I should hardly admire more if real stars fell
and lodged on my coat"
- Henry David Thoreau, 1856
January is a month of almost constant snow here in Centre County, Pennsylvania. This morning snow and ice line our driveway and cling to the roads despite the best attempts of snowplows and salt trucks to remove them. Temperatures were in the single digits here earlier today. Brrrr. But the sparkling white blanket covering everything and reflecting the brilliant sunlight is stunning.

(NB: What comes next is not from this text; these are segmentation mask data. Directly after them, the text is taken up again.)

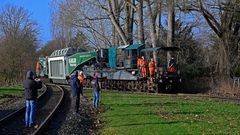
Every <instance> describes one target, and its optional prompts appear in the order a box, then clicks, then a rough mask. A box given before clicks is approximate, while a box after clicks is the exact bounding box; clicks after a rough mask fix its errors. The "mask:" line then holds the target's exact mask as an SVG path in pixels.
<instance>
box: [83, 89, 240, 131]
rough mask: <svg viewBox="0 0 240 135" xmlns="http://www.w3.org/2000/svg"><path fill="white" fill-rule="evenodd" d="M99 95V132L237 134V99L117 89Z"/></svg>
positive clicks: (104, 92) (237, 123) (88, 92)
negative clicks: (169, 94) (100, 94)
mask: <svg viewBox="0 0 240 135" xmlns="http://www.w3.org/2000/svg"><path fill="white" fill-rule="evenodd" d="M87 95H88V96H90V97H91V96H92V92H91V91H87ZM101 97H102V98H101V107H102V108H104V109H105V112H103V113H100V117H101V120H102V121H103V128H102V129H100V134H104V135H112V134H114V135H115V134H117V135H157V134H174V135H175V134H240V127H239V125H240V106H239V104H236V103H227V102H222V101H217V100H213V99H207V98H193V97H183V96H181V97H176V96H171V95H160V96H159V95H147V94H144V93H137V94H135V93H134V94H132V93H124V92H117V91H103V92H102V95H101Z"/></svg>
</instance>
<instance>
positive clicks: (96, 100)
mask: <svg viewBox="0 0 240 135" xmlns="http://www.w3.org/2000/svg"><path fill="white" fill-rule="evenodd" d="M99 95H100V93H99V91H97V90H94V91H93V107H95V108H98V104H99Z"/></svg>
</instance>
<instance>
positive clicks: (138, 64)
mask: <svg viewBox="0 0 240 135" xmlns="http://www.w3.org/2000/svg"><path fill="white" fill-rule="evenodd" d="M141 63H142V57H139V58H138V61H137V67H138V76H140V75H141V74H142V72H141Z"/></svg>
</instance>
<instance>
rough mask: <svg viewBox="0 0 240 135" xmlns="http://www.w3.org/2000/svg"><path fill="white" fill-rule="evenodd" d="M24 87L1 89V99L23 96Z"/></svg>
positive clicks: (1, 87)
mask: <svg viewBox="0 0 240 135" xmlns="http://www.w3.org/2000/svg"><path fill="white" fill-rule="evenodd" d="M23 92H24V91H23V88H22V86H11V87H0V97H4V96H22V94H23Z"/></svg>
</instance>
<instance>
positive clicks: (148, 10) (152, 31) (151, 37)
mask: <svg viewBox="0 0 240 135" xmlns="http://www.w3.org/2000/svg"><path fill="white" fill-rule="evenodd" d="M146 2H147V12H148V16H149V21H150V24H149V25H150V35H151V40H152V47H153V48H155V47H156V45H157V38H156V29H155V28H156V27H155V25H156V24H155V20H154V17H153V13H152V9H151V5H150V0H146ZM153 59H154V61H155V62H156V63H158V60H157V52H156V51H153Z"/></svg>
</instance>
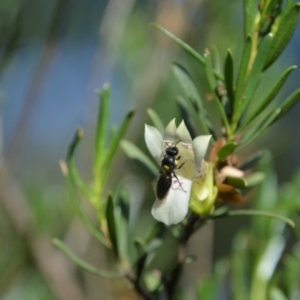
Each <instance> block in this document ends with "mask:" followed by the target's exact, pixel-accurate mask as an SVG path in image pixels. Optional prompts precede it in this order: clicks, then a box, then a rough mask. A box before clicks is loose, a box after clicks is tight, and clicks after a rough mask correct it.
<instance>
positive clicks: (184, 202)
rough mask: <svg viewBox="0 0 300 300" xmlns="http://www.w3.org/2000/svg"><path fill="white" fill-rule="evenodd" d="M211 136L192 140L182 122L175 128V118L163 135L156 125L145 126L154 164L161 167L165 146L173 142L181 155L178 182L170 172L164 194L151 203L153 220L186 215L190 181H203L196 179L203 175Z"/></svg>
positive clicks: (164, 132)
mask: <svg viewBox="0 0 300 300" xmlns="http://www.w3.org/2000/svg"><path fill="white" fill-rule="evenodd" d="M210 138H211V136H210V135H204V136H198V137H196V138H195V139H194V140H192V138H191V135H190V133H189V131H188V130H187V128H186V126H185V124H184V121H182V122H181V123H180V125H179V126H178V127H176V123H175V119H173V120H172V121H171V122H170V123H169V124H168V125H167V127H166V129H165V132H164V135H163V136H162V135H161V133H160V132H159V131H158V130H157V129H156V128H155V127H152V126H149V125H145V141H146V145H147V147H148V149H149V151H150V153H151V154H152V156H153V157H154V159H155V160H156V161H157V163H158V164H159V165H160V166H161V162H162V159H163V157H164V155H165V154H166V149H167V147H172V146H175V144H176V147H177V148H178V155H177V156H176V158H179V157H180V158H179V159H178V165H177V166H181V165H182V166H181V167H180V168H178V169H175V174H176V176H177V178H178V180H179V182H178V181H177V179H176V178H175V176H173V175H172V183H171V187H170V189H169V191H168V192H167V194H166V196H165V197H164V198H163V199H158V198H157V199H156V200H155V202H154V205H153V207H152V210H151V213H152V215H153V217H154V218H155V219H156V220H158V221H160V222H163V223H165V224H166V225H171V224H178V223H180V222H181V221H182V220H183V219H184V218H185V216H186V215H187V213H188V207H189V200H190V195H191V189H192V184H193V186H195V185H197V184H198V183H199V184H202V182H203V180H199V179H200V178H202V177H203V176H205V174H204V175H203V172H205V169H204V170H203V167H202V168H201V165H202V166H203V164H202V160H203V158H204V155H205V153H206V151H207V147H208V145H209V140H210Z"/></svg>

The flakes falling yesterday were small, almost indistinguishable from the sky at twilight. If you watched closely enough, you could see the sparkle of mini-sized crystals falling noiselessly. Extremely cold snowflakes can be barely perceptible, like they were last night, but when temperatures are somewhat warmer, softer, larger snowflakes collide and stick with each other creating astonishingly gigantic snowflakes.
Various reports have been shared by people claiming to have seen and measured snowflakes that were inches across. In 1887, on January 28th, a man claimed to have seen a pail-sized snowflake (15 inches across) fall in Fort Keogh, Montana (Guinness Book of World Records).
While this Frisbee sized snowflake sighting cannot be corroborated by additional witnesses, scientists, weather historians and field observers are concluding that "most of the reports (of large snowflakes) are true and that unusually large snowflakes two to six inches wide and perhaps wider fall regularly around the globe, surprisingly big and fluffy, if seldom witnessed or celebrated" (
William J. Broad).
The wonder hasn't escaped Dr. Libbrecht, snowflake photographer and studier. He wrote in "Ken Libbrecht's Field Guide to Snowflakes" (Yoyageur Press, 2006), "It's quite a sight, to see such enormous ice flowers drifting through the air and landing on your sleeve!"